2. Use worked examples. Incorporate worked examples. Instead of asking students to immediately solve unfamiliar problems, teachers present fully solved examples and walk through them step by step. Students then attempt similar problems with guidance still in place. This reduces unnecessary cognitive load and helps students focus on understanding the structure of the task.
3. Structure practice. Structured guidance for problems like the ones that have been given as fully solved examples helps students internalize procedures more efficiently. Open-ended prompts such as “figure out a strategy” can be replaced with clear, explicit steps that guide students through the process and help with accuracy.
4. Delay independent problem-solving. Independent problem-solving and real-world application remain important, but they should occur after students have developed initial understanding and fluency. Introducing them too early increases cognitive demand without improving learning outcomes. The National Mathematics Advisory Panel emphasized that students must develop foundational knowledge and procedural fluency to a level of automaticity before engaging in more complex mathematical tasks.

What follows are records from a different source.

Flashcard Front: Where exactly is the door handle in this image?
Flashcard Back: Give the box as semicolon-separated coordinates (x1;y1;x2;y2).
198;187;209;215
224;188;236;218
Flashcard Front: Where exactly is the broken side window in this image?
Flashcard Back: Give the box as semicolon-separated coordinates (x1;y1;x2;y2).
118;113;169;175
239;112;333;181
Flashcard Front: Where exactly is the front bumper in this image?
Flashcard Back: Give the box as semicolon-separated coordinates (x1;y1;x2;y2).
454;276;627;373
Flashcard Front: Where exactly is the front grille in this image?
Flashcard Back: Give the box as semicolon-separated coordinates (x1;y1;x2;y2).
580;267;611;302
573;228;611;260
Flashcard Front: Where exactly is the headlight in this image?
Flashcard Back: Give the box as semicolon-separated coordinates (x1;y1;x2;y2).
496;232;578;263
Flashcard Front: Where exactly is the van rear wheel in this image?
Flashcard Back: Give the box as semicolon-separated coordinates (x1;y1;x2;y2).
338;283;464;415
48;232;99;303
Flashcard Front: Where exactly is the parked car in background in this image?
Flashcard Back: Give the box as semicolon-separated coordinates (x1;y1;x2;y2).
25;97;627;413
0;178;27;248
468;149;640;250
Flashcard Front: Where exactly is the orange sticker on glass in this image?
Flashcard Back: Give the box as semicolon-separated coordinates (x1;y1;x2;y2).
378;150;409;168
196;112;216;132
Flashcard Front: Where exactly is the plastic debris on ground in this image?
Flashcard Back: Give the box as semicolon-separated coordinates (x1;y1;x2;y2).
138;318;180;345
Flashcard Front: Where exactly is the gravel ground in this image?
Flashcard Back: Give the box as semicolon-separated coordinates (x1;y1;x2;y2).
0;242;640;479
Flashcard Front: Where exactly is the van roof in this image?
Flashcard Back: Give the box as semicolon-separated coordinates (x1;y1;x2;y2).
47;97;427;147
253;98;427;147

5. Limit the number of strategies during early instruction. Research on cognitive load consistently shows that reducing the number of elements learners must process at once improves learning, particularly for novices. Focusing on one clear method first allows students to build stable understanding. Later, teachers can introduce alternative strategies to build problem-solving capacity.
None of these recommendations requires new programs, abandoning curriculum, or large-scale reform. They require reordering what is already in place: Teach before explore, model before solve, guide before release, and apply after understanding. The materials already in classrooms can support that work but only if they are used in a way that aligns with how students actually learn.
Educators should not have to choose between adopted curriculum and applying what we know about learning. The two are not inherently incompatible. Students should absolutely reason, explain, and solve problems. But first, they need conceptual understanding to make that reasoning possible.